All this talk of shattered dreams and disillusionment over the increasingly elusive American Dream just doesn’t cut it for me, begging the question, “Why the long face?”
Is this the goal of everyone’s life? To make enough money so we can have all the material possessions one could possibly want—a house or two, a vehicle or three, the best schools, the best toys, privileges galore, endless opportunities for our children, bragging rights, a safe neighborhood, a garage full of crap that ends up being yard sale fodder and stuff with which we saddle our heirs when we die? And then count it all as admirable achievement? And then be able to tell your children that they can do the same, only better? Is this the goal, the Holy Grail of existence– fulfilling some mindless patriotic duty in the name of shallow pursuits?

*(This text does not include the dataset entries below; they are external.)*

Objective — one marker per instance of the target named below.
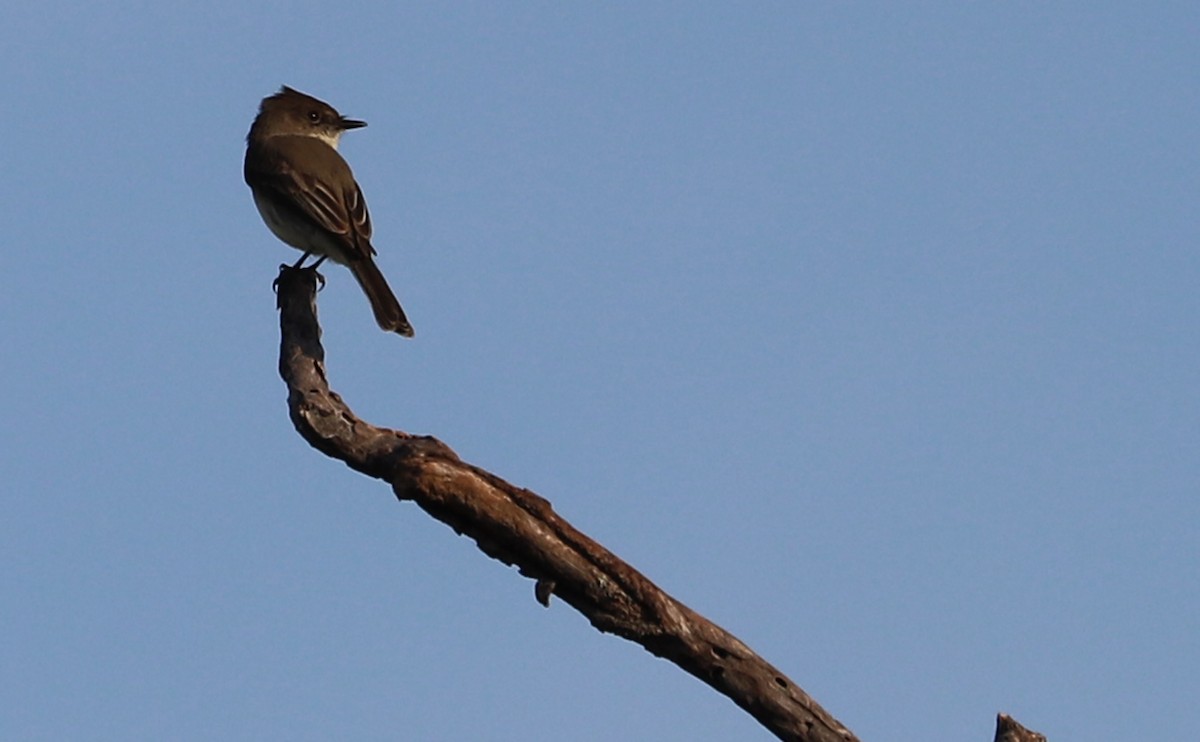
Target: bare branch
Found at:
(519, 527)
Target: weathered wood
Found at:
(519, 527)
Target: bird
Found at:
(307, 196)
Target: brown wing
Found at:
(333, 199)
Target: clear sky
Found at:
(868, 330)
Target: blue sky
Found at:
(868, 330)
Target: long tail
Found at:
(383, 303)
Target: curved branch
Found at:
(519, 527)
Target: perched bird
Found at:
(307, 196)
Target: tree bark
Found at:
(519, 527)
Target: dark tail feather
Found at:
(383, 303)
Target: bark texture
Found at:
(519, 527)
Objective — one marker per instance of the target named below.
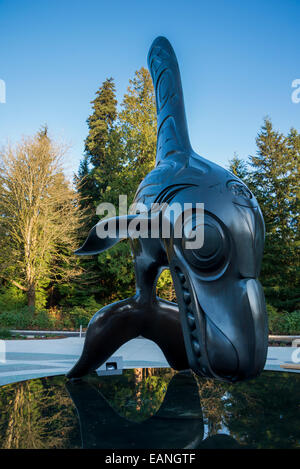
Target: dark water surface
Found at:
(151, 408)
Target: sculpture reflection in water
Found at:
(219, 327)
(178, 423)
(192, 412)
(151, 408)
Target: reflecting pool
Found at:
(151, 408)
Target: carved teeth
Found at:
(191, 320)
(196, 347)
(186, 297)
(181, 277)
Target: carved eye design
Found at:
(239, 190)
(214, 252)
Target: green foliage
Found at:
(11, 298)
(5, 334)
(273, 176)
(283, 323)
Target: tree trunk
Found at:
(31, 296)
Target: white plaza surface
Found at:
(26, 359)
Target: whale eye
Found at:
(213, 249)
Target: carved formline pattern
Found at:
(172, 137)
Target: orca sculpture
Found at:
(219, 327)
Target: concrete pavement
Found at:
(26, 359)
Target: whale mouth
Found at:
(230, 345)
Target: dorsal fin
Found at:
(172, 134)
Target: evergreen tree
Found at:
(238, 167)
(274, 179)
(138, 130)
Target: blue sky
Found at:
(237, 60)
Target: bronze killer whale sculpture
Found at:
(219, 327)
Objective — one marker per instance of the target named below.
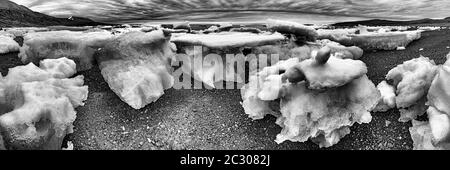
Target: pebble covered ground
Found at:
(214, 119)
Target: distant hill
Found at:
(379, 22)
(14, 15)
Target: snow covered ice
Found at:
(387, 97)
(78, 46)
(412, 80)
(7, 44)
(38, 104)
(314, 105)
(306, 33)
(136, 66)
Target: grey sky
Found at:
(108, 10)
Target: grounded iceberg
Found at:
(313, 106)
(436, 132)
(37, 104)
(78, 46)
(136, 66)
(412, 80)
(7, 44)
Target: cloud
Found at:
(111, 10)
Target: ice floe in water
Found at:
(436, 133)
(78, 46)
(136, 66)
(37, 104)
(412, 80)
(387, 97)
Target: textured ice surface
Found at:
(341, 51)
(439, 93)
(307, 33)
(421, 136)
(226, 40)
(263, 87)
(7, 44)
(325, 116)
(38, 105)
(387, 97)
(439, 101)
(412, 80)
(78, 46)
(334, 73)
(136, 66)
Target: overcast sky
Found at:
(110, 10)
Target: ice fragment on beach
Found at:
(412, 80)
(7, 45)
(78, 46)
(325, 116)
(438, 100)
(226, 40)
(387, 97)
(334, 73)
(263, 87)
(136, 66)
(37, 105)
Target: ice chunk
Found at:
(262, 87)
(387, 97)
(43, 113)
(421, 136)
(439, 93)
(183, 25)
(334, 73)
(59, 68)
(297, 29)
(371, 40)
(226, 40)
(136, 66)
(78, 46)
(438, 100)
(341, 51)
(7, 45)
(412, 112)
(325, 116)
(412, 80)
(37, 105)
(440, 125)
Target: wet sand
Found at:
(214, 119)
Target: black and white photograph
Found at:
(242, 75)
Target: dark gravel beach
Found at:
(214, 119)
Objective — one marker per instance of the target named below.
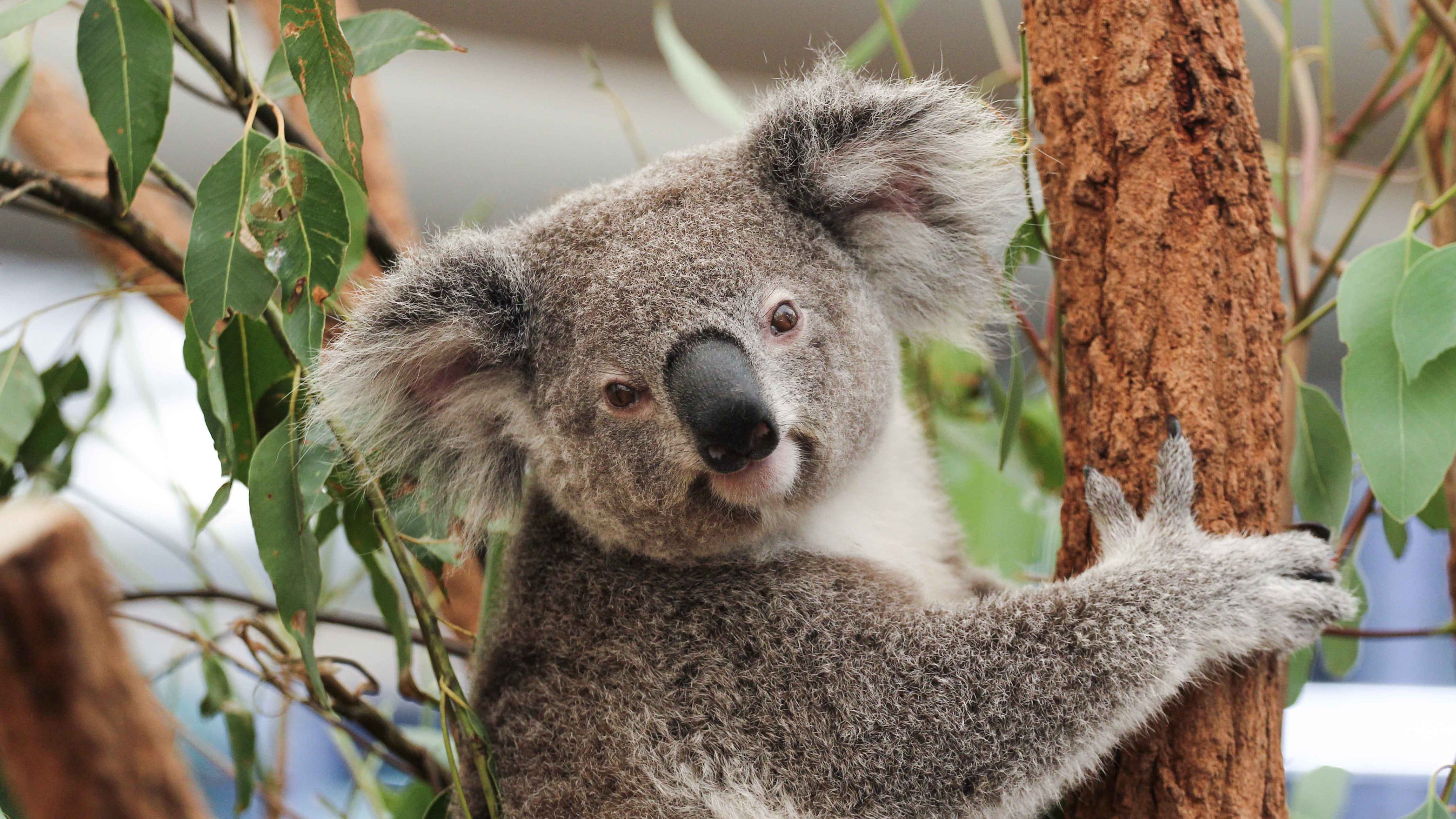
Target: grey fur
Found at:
(668, 653)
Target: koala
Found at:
(736, 590)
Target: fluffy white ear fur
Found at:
(918, 180)
(432, 373)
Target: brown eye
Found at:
(621, 396)
(785, 318)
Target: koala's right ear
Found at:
(916, 180)
(432, 373)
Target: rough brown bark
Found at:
(1169, 293)
(80, 734)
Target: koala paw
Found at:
(1247, 593)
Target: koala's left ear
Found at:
(919, 181)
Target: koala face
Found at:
(689, 359)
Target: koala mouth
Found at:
(763, 482)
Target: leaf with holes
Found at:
(1424, 315)
(13, 95)
(284, 540)
(376, 38)
(1403, 430)
(1320, 795)
(322, 66)
(225, 265)
(22, 398)
(1321, 470)
(692, 73)
(124, 52)
(301, 219)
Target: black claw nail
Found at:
(1318, 530)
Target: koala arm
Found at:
(810, 686)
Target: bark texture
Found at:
(1168, 287)
(80, 734)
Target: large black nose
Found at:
(717, 396)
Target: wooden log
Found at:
(80, 734)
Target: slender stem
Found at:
(1391, 633)
(348, 620)
(1436, 78)
(896, 41)
(1443, 24)
(1356, 526)
(175, 184)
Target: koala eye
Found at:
(785, 318)
(621, 396)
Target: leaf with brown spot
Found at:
(322, 65)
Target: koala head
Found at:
(689, 359)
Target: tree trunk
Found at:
(80, 734)
(1168, 287)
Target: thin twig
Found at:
(97, 212)
(624, 115)
(1356, 526)
(1391, 633)
(1443, 25)
(348, 620)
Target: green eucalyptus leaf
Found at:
(359, 527)
(1404, 431)
(284, 542)
(13, 95)
(874, 41)
(1396, 534)
(1339, 655)
(301, 219)
(219, 502)
(22, 398)
(1433, 808)
(1011, 418)
(1320, 795)
(1426, 310)
(376, 38)
(124, 52)
(692, 73)
(322, 67)
(21, 15)
(1321, 470)
(1301, 664)
(242, 737)
(1026, 245)
(225, 262)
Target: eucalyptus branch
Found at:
(1356, 526)
(1389, 633)
(1436, 78)
(1443, 24)
(361, 622)
(241, 91)
(174, 182)
(95, 212)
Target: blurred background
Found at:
(490, 134)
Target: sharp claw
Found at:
(1318, 530)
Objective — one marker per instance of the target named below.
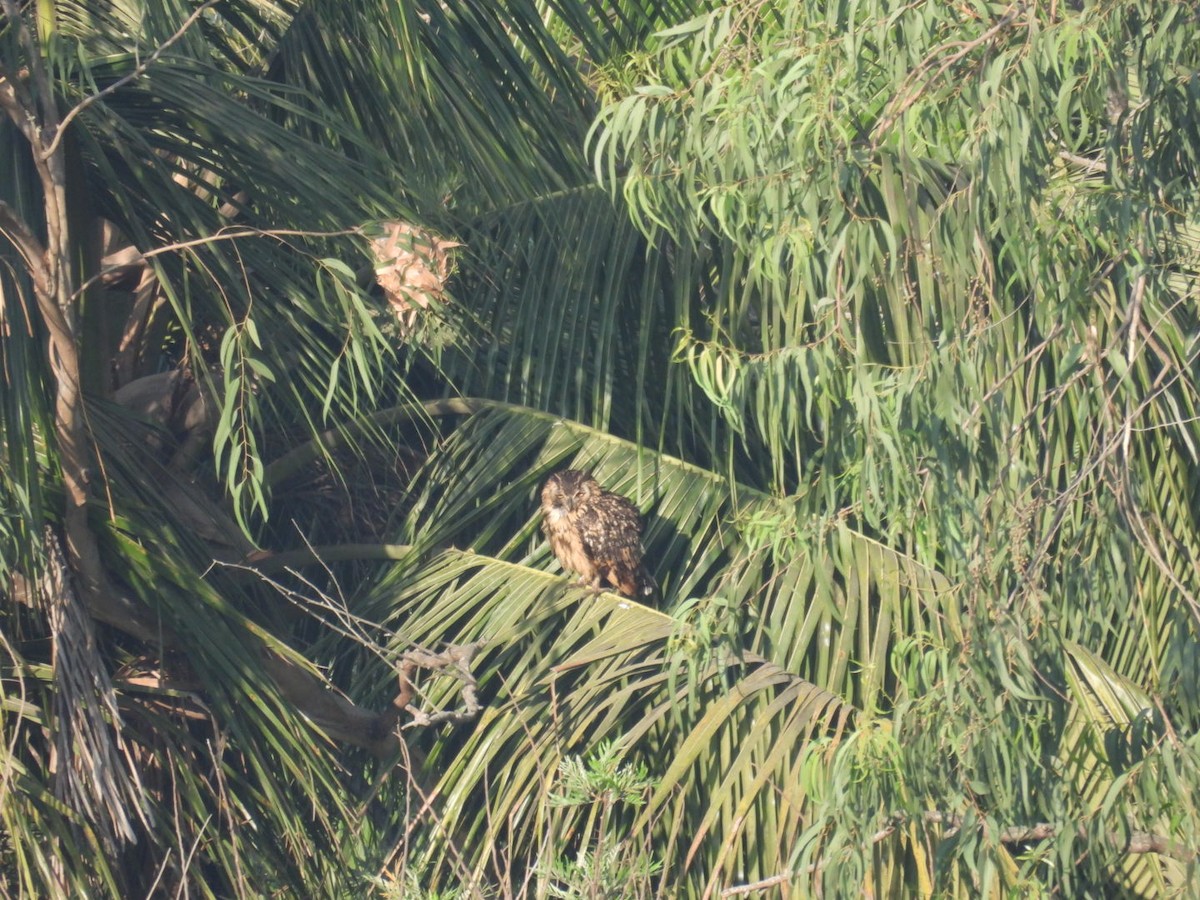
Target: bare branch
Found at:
(21, 235)
(455, 658)
(132, 76)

Sometimes it seems we have it all wrong, that we add unnecessary weight to our shoulders by making consumption part of a contract we all must honor. We foster blindness, isolation, hubris, a lack of awareness of a bigger world and any sense of obligation beyond that to ourselves. It’s as if a good job and a house of our own are some sort of birthrights or the stuff of lofty aspiration, like success is measured in quantities and accumulation and trophies on a shelf.
It’s no wonder the world is burning. We’ve shortchanged ourselves and others, counted unsustainability as achievement, in pursuit of too much that crumbles and degrades slowly and robs the earth and fouls the air we breathe.